False Alarms Reduction

In 2013 Delta Police Department emergency call takers and dispatchers dealt with 1,978 false alarm calls and dispatched police officers to those calls.  A dispatcher dealing with such a call is not as immediately available to answer other emergency calls, and a police officer attending a false alarm is not as readily available to attend other calls, focus on proactive community policing or is pulled away from doing follow-up work on previously attended incidents.  False alarm calls are a large drain on police resources and may impact public safety. 

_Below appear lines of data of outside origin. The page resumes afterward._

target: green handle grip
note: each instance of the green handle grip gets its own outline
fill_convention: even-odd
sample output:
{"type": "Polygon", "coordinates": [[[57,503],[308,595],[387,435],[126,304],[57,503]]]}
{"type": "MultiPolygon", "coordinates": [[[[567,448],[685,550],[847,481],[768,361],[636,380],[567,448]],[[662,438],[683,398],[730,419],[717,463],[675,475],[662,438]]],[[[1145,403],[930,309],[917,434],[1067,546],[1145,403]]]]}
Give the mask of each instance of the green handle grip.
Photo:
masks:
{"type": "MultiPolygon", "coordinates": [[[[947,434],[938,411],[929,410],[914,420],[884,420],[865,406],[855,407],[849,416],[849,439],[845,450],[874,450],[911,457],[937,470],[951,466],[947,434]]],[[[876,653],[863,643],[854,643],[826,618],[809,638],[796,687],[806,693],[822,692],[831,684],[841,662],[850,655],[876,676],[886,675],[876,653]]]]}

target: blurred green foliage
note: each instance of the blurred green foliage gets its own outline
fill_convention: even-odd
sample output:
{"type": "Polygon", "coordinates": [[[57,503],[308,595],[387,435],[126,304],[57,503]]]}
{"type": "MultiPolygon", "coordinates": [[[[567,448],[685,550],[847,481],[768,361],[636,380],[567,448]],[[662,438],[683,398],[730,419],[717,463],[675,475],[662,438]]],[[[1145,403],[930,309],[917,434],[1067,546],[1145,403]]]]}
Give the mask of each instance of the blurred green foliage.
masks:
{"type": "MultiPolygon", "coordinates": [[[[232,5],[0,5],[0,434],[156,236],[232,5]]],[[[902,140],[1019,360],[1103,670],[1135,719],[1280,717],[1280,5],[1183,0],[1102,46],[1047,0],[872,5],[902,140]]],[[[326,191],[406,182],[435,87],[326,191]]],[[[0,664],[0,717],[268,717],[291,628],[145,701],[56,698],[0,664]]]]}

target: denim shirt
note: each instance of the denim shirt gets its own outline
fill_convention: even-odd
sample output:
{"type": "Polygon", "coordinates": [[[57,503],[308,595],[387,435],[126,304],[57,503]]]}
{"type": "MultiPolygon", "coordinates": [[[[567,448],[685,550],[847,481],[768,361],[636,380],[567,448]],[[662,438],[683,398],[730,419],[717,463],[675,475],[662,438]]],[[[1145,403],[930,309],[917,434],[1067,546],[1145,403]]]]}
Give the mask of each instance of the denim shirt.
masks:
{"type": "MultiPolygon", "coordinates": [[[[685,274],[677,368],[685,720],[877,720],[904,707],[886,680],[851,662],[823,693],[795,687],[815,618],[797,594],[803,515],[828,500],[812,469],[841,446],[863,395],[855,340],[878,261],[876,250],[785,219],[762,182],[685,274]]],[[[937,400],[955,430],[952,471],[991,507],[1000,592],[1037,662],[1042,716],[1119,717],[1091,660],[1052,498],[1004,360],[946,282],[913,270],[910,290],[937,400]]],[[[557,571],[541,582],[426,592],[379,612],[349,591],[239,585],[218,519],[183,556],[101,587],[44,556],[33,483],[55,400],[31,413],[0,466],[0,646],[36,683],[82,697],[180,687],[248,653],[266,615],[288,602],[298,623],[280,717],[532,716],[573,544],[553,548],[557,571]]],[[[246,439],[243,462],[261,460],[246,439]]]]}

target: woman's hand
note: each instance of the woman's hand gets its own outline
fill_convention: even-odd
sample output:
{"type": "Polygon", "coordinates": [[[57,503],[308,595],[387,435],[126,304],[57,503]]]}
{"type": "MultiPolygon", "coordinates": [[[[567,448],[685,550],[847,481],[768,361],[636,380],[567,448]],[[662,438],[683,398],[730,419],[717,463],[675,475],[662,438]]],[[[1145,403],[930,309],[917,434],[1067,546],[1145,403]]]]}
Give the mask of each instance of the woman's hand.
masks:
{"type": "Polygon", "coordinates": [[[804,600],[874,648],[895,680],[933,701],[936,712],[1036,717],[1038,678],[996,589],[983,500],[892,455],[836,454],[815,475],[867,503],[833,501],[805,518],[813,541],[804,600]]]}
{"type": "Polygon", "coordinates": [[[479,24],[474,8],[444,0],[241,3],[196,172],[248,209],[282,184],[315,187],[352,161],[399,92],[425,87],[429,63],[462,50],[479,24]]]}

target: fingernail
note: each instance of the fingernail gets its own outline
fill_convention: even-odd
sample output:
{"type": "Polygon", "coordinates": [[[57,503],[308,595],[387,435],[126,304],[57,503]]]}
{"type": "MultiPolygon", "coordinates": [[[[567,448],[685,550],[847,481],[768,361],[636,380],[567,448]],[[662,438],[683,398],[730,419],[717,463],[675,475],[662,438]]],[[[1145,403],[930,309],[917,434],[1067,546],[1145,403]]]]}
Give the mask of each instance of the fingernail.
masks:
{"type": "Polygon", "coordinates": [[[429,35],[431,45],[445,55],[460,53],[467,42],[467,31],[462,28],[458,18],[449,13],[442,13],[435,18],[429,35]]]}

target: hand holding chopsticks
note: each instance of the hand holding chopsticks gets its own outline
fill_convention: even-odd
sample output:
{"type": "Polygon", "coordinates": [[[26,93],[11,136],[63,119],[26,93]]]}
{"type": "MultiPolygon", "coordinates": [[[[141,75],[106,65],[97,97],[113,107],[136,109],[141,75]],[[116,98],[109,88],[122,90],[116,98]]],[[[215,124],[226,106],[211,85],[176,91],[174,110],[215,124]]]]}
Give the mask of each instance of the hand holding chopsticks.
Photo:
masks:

A false alarm means an alarm activation where there was no apparent or actual evidence that an unauthorized entry or unlawful act occurred, respecting a building, structure or premise, and includes, but is not limited to:

  • the activation of a security alarm system during its testing;
  • a security alarm system activated by mechanical failure, malfunction, or faulty equipment;
  • a security alarm system activated by user error;
  • a security alarm system actually or apparently activated by atmospheric conditions, excessive vibrations or power failure; or
  • an alarm incident during which the police department is notified that it is not necessary to respond after one or more police officers have already been dispatched to the property.

The Corporation of Delta wants to encourage home and business alarm permit holders to set up and use their alarms in a manner that does not generate unnecessary false alarms, resulting in an inefficient use of police resources.  To assist, the Corporation of Delta has a bylaw (Delta Security Alarm Systems Regulation Bylaw 5827-2000) that imposes a fee when an alarm permit holder registers an unreasonable number of false alarms in a calendar year.

False AlarmExcessive False Alarm Fee
Third$50
Fourth$100
Fifth$150
Sixth and over$300

False alarms have been decreasing somewhat.  In 2012 police officers responded to 1,993 false alarms.  This was fairly consistent with 2011, when 1,997 false alarms were responded to, but both years were a substantial reduction from 2010 when 2,283 false alarms were registered.  The goal of the false alarm reduction initiative is to further reduce false alarms and the associated allocation of police resources, through continued careful attention to the causes of false alarms by the alarm industry and alarm permit holders.  This will assist in ensuring police resources can be deployed as effectively as possible.